Remote-Access Tools and Stolen Passwords
The report also highlights two persistent methods: misuse of remote-access tools and abuse of stolen or guessed passwords.
Remote-access tools like TeamViewer, AnyDesk, and ConnectWise ScreenConnect are legitimate software that IT departments use to help employees troubleshoot problems from a distance. They are widely installed and can establish a live connection to a computer without triggering alarms. If an attacker can install or hijack one of these tools, they can operate the target system while their activity looks like routine IT support.
Stolen or guessed passwords work similarly. When an attacker logs in with a real username and password, there is no malware signature, no suspicious file, no unusual network traffic to flag. The detection system has to rely on spotting odd login times, unusual access patterns, or other identity-layer clues — areas where many organisations have weak monitoring.
A Pattern That Repeats
This convergence of tactics — using legitimate tools, relying on real credentials, staying hidden in normal activity — is not new to cybersecurity. Around 2010, the industry was focused on catching malware by looking for suspicious code. Attackers, particularly government groups, instead started using built-in Windows tools like PowerShell and WMI to do their work. They produced no new malware signatures for defenders to catch. The security industry eventually adapted by learning to spot unusual behaviour instead of just looking for malicious code.
What is happening now follows the same logic. Attackers are hiding in the normal noise of a larger, more distributed attack surface — spanning remote hiring, cloud systems, and legitimate software tools. The security industry will adapt again, but it takes time.
What Companies Need to Do
Technology companies need to treat their hiring and identity-verification processes as genuine security measures, not just paperwork. For companies that hire remote workers or contractors, this means bringing tighter identity checks into the security team's view, not just the HR department's. Contractor devices should have the same monitoring as employee devices. Access to systems should follow the principle of least privilege — give people only what they need to do their job. And behavioural baselines should be established when someone is hired and monitored continuously.

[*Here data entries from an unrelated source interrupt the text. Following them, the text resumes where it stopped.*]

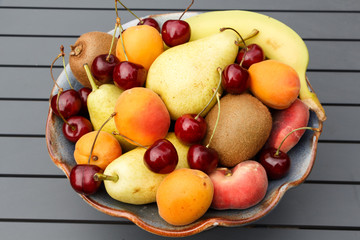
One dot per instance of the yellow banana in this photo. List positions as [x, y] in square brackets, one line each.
[278, 41]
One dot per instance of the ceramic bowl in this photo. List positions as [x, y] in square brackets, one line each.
[146, 216]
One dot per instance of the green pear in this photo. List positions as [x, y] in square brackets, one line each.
[136, 184]
[101, 104]
[185, 76]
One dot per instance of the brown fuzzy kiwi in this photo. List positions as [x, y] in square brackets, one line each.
[244, 126]
[86, 48]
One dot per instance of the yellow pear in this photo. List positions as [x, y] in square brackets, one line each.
[136, 184]
[101, 104]
[185, 76]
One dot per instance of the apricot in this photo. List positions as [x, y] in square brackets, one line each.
[141, 116]
[274, 83]
[106, 149]
[143, 44]
[184, 196]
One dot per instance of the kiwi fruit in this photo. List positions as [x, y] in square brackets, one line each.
[244, 126]
[86, 48]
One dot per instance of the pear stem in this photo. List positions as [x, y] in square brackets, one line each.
[287, 135]
[192, 2]
[136, 143]
[218, 116]
[97, 134]
[242, 40]
[113, 39]
[215, 93]
[102, 177]
[129, 11]
[90, 77]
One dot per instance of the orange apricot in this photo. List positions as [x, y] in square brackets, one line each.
[184, 196]
[274, 83]
[141, 116]
[106, 149]
[143, 44]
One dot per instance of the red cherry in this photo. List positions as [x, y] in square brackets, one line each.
[69, 103]
[235, 79]
[150, 22]
[175, 32]
[189, 129]
[102, 67]
[253, 55]
[76, 127]
[161, 157]
[82, 178]
[84, 93]
[127, 75]
[276, 166]
[202, 158]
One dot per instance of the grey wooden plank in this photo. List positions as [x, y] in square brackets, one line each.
[319, 205]
[29, 117]
[320, 5]
[43, 50]
[71, 22]
[60, 231]
[307, 204]
[28, 156]
[336, 87]
[336, 162]
[27, 82]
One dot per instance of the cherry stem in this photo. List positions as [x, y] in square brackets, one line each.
[297, 129]
[90, 77]
[192, 2]
[51, 68]
[242, 40]
[102, 177]
[64, 65]
[130, 11]
[218, 116]
[215, 93]
[97, 134]
[136, 143]
[122, 41]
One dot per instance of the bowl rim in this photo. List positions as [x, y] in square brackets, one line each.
[201, 224]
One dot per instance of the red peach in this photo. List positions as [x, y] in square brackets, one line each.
[242, 187]
[141, 116]
[284, 121]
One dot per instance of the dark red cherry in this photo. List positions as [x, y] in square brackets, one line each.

For attacks that jump across cloud services and on-premises systems, organisations need to build detection systems that correlate signals from all these sources — endpoints, identity systems, and cloud platforms — into a single picture. Many companies have the raw data to do this; the gap is often in connecting the dots and ensuring analysts can act on what they find.
For remote-access tools, companies should maintain a clear list of which tools are approved, which computers have them installed, and who can use them. Unapproved remote-access tools installed by employees — or by attackers — should be treated with the same seriousness as any other breach attempt.
The Larger Picture
The CrowdStrike report draws on real threats observed through their security monitoring service, not hypothetical scenarios. This gives the findings genuine weight.
The combination of government hacking ambitions with commercially available tools and public hiring systems is not a temporary problem. It is a permanent feature of the modern threat landscape. It exploits the same open, distributed, cloud-connected ways of working and hiring that make technology companies productive. Defending against it requires security thinking that extends upstream into hiring and identity management — not just downstream into network and system monitoring.
The technology to defend well exists. The question is whether companies are willing to fund and prioritise it.